Clonal hematopoiesis (CH) is a condition in which aged hematopoietic stem cells (HSCs) acquire somatic mutations commonly seen in leukemia despite no overt signs of hematologic disease. CH is a premalignant condition characterized by a mutation with a variant allele frequency (VAF) of at least 2% and can be detected in approximately 10% of individuals over the age of 65. The risk of acquiring a CH mutation increases by approximately 6% every 10 years (1, 2), and the overall survival rate of individuals with CH is reduced when compared with those without a CH mutation (3). Approximately 20 mutations have been classified as CH mutations, with DNMT3A, TET2, and ASXL1 being the three most common; however, other genes coding for splicing factors or signaling pathway genes, such as JAK2, are also commonly detected (2, 3).

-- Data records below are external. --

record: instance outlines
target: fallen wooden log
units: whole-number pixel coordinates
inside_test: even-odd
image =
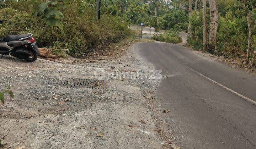
[[[59,49],[61,51],[64,51],[65,52],[67,52],[67,53],[69,53],[69,49]]]
[[[51,59],[55,59],[57,57],[57,56],[54,55],[53,54],[50,54],[49,56],[49,58],[50,58]]]
[[[44,60],[48,60],[48,61],[53,61],[53,62],[55,62],[55,59],[52,59],[52,58],[48,58],[48,57],[40,57],[40,56],[38,56],[38,58],[39,58],[39,59],[44,59]]]
[[[39,48],[38,49],[40,51],[38,56],[44,57],[49,57],[50,56],[50,50],[49,49]]]

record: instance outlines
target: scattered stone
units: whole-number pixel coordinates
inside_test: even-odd
[[[139,125],[128,125],[128,126],[130,127],[139,127]]]
[[[140,121],[140,123],[142,123],[142,124],[146,125],[146,123],[145,121],[143,120],[142,120],[141,121]]]
[[[168,113],[169,112],[169,110],[165,110],[163,111],[163,112],[165,113]]]
[[[26,116],[26,118],[31,118],[31,117],[32,117],[32,116],[30,114],[28,114]]]
[[[64,102],[67,102],[67,101],[69,101],[69,98],[66,98],[66,99],[65,99],[65,100],[64,100]]]
[[[96,134],[96,137],[102,137],[104,136],[104,133],[98,133]]]
[[[173,149],[180,149],[180,147],[176,146],[174,144],[171,144],[171,147],[172,147]]]
[[[16,148],[16,149],[26,149],[26,147],[25,145],[20,146]]]
[[[156,131],[158,132],[159,132],[160,131],[161,129],[156,129],[152,131]]]
[[[120,78],[118,79],[118,81],[124,81],[123,78],[123,77]]]

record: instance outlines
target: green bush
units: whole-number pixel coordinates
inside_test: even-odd
[[[28,5],[30,2],[19,1],[15,4],[17,8],[20,8],[19,2],[23,5],[25,2]],[[75,5],[74,10],[78,10],[79,7]],[[41,17],[21,9],[0,10],[0,16],[3,16],[1,19],[7,20],[0,25],[0,38],[7,34],[30,33],[40,46],[54,48],[55,42],[63,43],[59,44],[60,48],[68,48],[70,55],[77,55],[92,48],[117,43],[132,34],[128,23],[121,17],[103,14],[98,20],[95,18],[94,10],[90,7],[82,14],[78,11],[71,12],[68,8],[60,10],[64,15],[63,30],[57,27],[50,27]]]
[[[182,41],[181,38],[178,35],[177,33],[171,31],[169,31],[166,33],[158,35],[155,39],[160,42],[174,44],[179,43]]]

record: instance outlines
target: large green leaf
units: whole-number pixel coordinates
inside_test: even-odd
[[[13,92],[12,92],[12,91],[10,90],[6,90],[6,92],[8,92],[8,93],[9,93],[9,95],[10,95],[10,96],[12,98],[13,98],[14,97],[14,95],[13,95]]]
[[[57,26],[58,26],[60,29],[62,30],[63,30],[63,24],[62,24],[62,22],[60,21],[60,20],[59,20],[58,21],[57,21]]]
[[[0,92],[0,100],[2,101],[2,103],[4,104],[4,92],[2,91]]]
[[[50,17],[50,9],[49,8],[47,8],[45,10],[44,10],[44,16],[47,18],[49,18]]]
[[[57,4],[58,2],[57,1],[53,1],[52,2],[50,2],[50,4],[51,5],[52,5],[53,6],[54,6],[55,5]]]
[[[53,17],[51,17],[46,18],[46,24],[50,27],[55,26],[56,25],[57,19],[55,19]]]
[[[35,17],[36,17],[37,16],[37,14],[38,14],[38,12],[39,12],[39,10],[36,10],[34,12],[34,16]]]
[[[50,15],[54,15],[57,11],[57,9],[55,8],[51,8],[50,9]]]
[[[33,13],[34,12],[34,5],[33,5],[33,4],[30,5],[28,6],[28,7],[30,12]]]
[[[71,2],[70,0],[63,0],[63,2],[66,4],[69,4]]]
[[[60,19],[63,17],[63,14],[60,11],[57,11],[55,12],[54,17],[57,19]]]
[[[40,3],[39,5],[39,10],[42,12],[44,11],[48,7],[48,4],[44,2]]]

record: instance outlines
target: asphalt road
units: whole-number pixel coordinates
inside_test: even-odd
[[[155,99],[163,109],[170,110],[163,120],[176,145],[190,149],[256,148],[255,75],[181,45],[138,43],[134,50],[168,76],[163,77]]]

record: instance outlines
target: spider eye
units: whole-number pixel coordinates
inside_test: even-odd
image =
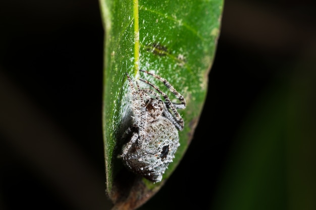
[[[162,160],[165,159],[167,158],[167,155],[168,154],[169,152],[169,146],[166,145],[164,146],[163,148],[163,151],[162,151],[162,154],[160,155],[160,157],[162,158]]]

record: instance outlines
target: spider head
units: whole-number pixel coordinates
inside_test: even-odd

There is increasing evidence that CH is associated with many age-related nonhematologic diseases. One plausible explanation is that the increased cytokine secretion from the immune cells that carry the CH mutations contributes to many disease conditions. Recent work has shown that CH is associated with an increased risk for acute kidney injury (4), liver fibrosis (5), diabetes and insulin resistance (6), and autoimmune conditions, such as rheumatoid arthritis (7). While CH is linked to a higher incidence of hematologic malignancies, most CH-related mortality is attributed to cardiovascular disease (CVD) (2). There have been numerous studies investigating the link between clonal hematopoiesis and cardiovascular conditions, including myocardial infarction, atherosclerosis, and ischemic stroke (8). Studies using mouse models to investigate the contribution of mutant CH cells to nonhematologic conditions were mostly conducted in the Tet2-KO mice. These studies suggest that the contribution of CH clones to atherosclerosis development could result from a myeloid bias in which mutated HSCs produce increased quantities of monocytes and macrophages that promote IL-1, IL-6, and TNF production and drive systemic and vascular inflammation (9, 10). Although JAK2 mutations are associated with a 12-fold increase in CVD risk compared with other CH mutations such as of TET2 (9), the mechanisms by which JAK2 mutations in blood cells promote plaque formation and thrombosis have not been fully investigated. The limited research conducted in Jak2-mutant mouse models has uncovered intriguing roles of immune cells, like macrophages, in CVD and has examined the connection between CVD and myeloproliferative neoplasms (MPNs) induced by Jak2 mutations (10–12).
JAK2 encodes a protein tyrosine kinase and is a critical component of the JAK/STAT pathway, which is activated by cytokines and growth factors. When a cytokine binds to its receptor, JAK2 becomes activated and, in turn, activates STAT proteins and many other pathways including PI3K/AKT and MAPK signaling. JAK2 mutations such as JAK2V617F (also known as JAK2VF) result in constitutively active JAK2 kinase and the downstream signaling pathways. JAK2 mutations are common in MPNs, such as polycythemia vera (PV) (approximately 90%–95%), essential thrombocytopenia (ET) (60%), and primary myelofibrosis (PMF) (approximately 57%) (13–16). The role of mutant JAK2 in hematopoiesis has been studied in mouse models utilizing the knockin (KI) strategy of Jak2VF, the most common JAK2 mutation in CH and myeloid neoplasms. Interestingly, most Jak2-KI mice die of thrombotic events (17), highlighting the strong proinflammatory signaling activated by hyperactive Jak2 mutations. One potential issue of using this model to study CH is the near-complete replacement of WT bone marrow cells with the Jak2VF-mutant cells, which does not recapitulate CH, as most cases harbor mutations at a very low VAF. A previous study using a chimeric transplant model reported that Jak2VF-mutant bone marrow cells promote plaque development (18), but the VAF used in that study, at 20%, was much higher than the VAF commonly observed in individuals with CH, which is typically under 10%.